Getting rid of code that we can never use has a number of benefits:

• We end up with a smaller body of code, that is thus easier to manage.
• We end up with less code that needs to be updated, for example to make it gcc7 clean, or to fix problems found by smatch, or to enable illumos to adopt newer toolchains.
• We can concentrate on the code that we have left, and improve its quality.

If we put those together into a single strategy, the overall aim is to take illumos for SPARC from a large body of unknown, untested, and unsupportable code to a smaller body of properly maintained, testable, and supportable code. Reduce quantity to improve quality, if you like.

As part of this project, I've looked through much of the SPARC codebase. And it's not particularly pretty. One reason for attacking starfire was that I was able to convince myself relatively quickly that I could come up with a removal plan that was well-bounded - it was possible to take all of it out without accidentally affecting anything else. Some of the other platforms need bit more analysis to tease out all the dependencies and complexity - bits of code are shared between platforms in a variety of non-obvious ways.

The above represents my thoughts on what would be a reasonable strategy for supporting SPARC in illumos.

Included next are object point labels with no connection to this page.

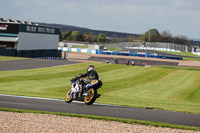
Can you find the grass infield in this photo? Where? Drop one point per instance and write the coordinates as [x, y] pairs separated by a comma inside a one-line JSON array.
[[130, 121], [164, 88]]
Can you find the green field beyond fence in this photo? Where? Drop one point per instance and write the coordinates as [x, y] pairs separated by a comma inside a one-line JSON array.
[[166, 88]]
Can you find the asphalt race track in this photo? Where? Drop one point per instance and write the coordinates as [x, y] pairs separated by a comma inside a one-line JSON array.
[[80, 108], [100, 110]]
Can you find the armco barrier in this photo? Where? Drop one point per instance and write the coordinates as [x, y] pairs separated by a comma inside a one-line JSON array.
[[150, 55]]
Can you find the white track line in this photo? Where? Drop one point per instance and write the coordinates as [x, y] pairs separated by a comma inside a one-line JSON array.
[[51, 99]]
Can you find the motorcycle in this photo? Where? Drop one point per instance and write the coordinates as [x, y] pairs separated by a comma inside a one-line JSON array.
[[89, 93]]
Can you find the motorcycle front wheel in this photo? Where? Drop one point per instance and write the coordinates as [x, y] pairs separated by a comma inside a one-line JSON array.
[[68, 97], [92, 96]]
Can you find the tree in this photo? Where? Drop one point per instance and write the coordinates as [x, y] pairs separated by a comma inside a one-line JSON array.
[[151, 35], [101, 38]]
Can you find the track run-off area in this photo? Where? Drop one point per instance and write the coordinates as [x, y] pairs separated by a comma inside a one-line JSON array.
[[55, 105], [44, 78]]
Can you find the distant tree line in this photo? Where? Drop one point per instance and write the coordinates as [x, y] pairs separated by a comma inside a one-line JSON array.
[[85, 37], [153, 35]]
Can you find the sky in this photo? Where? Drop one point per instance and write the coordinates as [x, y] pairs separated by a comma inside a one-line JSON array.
[[178, 17]]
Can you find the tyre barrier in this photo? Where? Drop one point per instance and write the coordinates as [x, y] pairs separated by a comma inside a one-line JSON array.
[[51, 58], [150, 55]]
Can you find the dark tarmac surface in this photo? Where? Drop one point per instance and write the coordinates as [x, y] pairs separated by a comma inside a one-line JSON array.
[[79, 108], [101, 110], [138, 62], [22, 64]]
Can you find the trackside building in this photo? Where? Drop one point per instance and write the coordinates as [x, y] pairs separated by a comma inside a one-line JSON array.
[[28, 40]]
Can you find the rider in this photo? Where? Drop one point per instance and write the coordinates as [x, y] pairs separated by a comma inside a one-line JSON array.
[[91, 74]]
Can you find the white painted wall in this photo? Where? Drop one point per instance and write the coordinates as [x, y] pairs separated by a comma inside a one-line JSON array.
[[33, 41]]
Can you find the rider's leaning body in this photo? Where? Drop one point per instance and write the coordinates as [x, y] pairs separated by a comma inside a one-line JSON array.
[[91, 74]]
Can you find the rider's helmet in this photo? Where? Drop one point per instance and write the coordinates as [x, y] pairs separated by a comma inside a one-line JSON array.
[[90, 67]]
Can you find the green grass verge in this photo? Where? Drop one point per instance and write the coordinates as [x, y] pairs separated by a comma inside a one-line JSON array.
[[9, 58], [164, 88], [79, 46], [130, 121], [113, 48]]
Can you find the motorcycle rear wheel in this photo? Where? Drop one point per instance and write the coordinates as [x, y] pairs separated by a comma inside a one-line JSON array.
[[92, 96], [68, 97]]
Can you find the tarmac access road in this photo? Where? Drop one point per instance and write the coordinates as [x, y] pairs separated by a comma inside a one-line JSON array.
[[54, 105]]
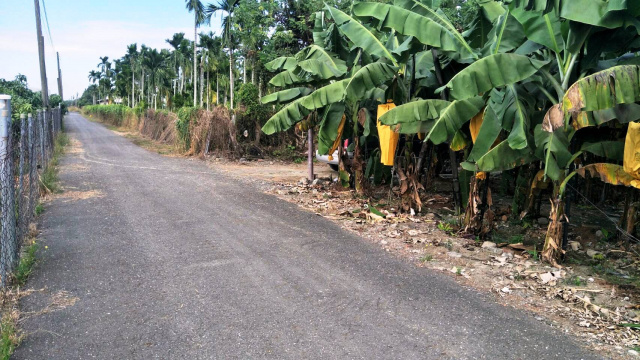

I would naturally be interested in the views of others, and specifically if anyone is actually using illumos on any of the platforms potentially on the chopping block.

SPARC and tod modules on illumos

Following up from removing starfire support from illumos, I've been browsing through the codebase to identify more legacy code that shouldn't be there any more.

Along the way, I discovered a little tidbit about how the tod (time of day) modules - the interface to the hardware clock - work on SPARC.

If you look, there are a whole bunch of tod modules, and it's not at all obvious how they fit together - they all appear to be candidates for loading, and it's not obvious how the correct one for a platform is chosen.

The mechanism is actually pretty simple, if a little odd.

There's a global variable in the kernel named:

tod_module_name

This can be set in several ways - for some platforms, it's hard-coded in that platform's platmod. Or it could be extracted from the firmware (OBP). That tells the system which tod module should be used.

And the way this works is that each tod module has _init code that looks like

if (tod_module_name is myself) {
   initialize the driver
} else {
   do nothing
}

so at boot all the tod modules get loaded, but only the one that matches the name set by the platform actually initializes itself.

Later in boot, there's an attempt to unload all modules. Similarly the _fini for each driver essentially does

if (tod_module_name is myself) {
   I'm busy and can't be unloaded
} else {
   yeah, unload me
}

So, when the system finishes booting, you end up with only one tod module loaded and functional, and it's the right one.

Returning to the original question, can any of the tod modules be safely removed because no platform uses them? To be honest, I don't know. Some have names that match the platform they're for. It's pretty obvious, for example, that todstarfire goes with the starfire platform, so it was safe to take that out. But I don't know the module names returned by every possible piece of SPARC hardware, so it isn't really safe to remove some of the others. (And, as a further problem, I know that at least one is only referenced in closed source, binary only, platform modules.)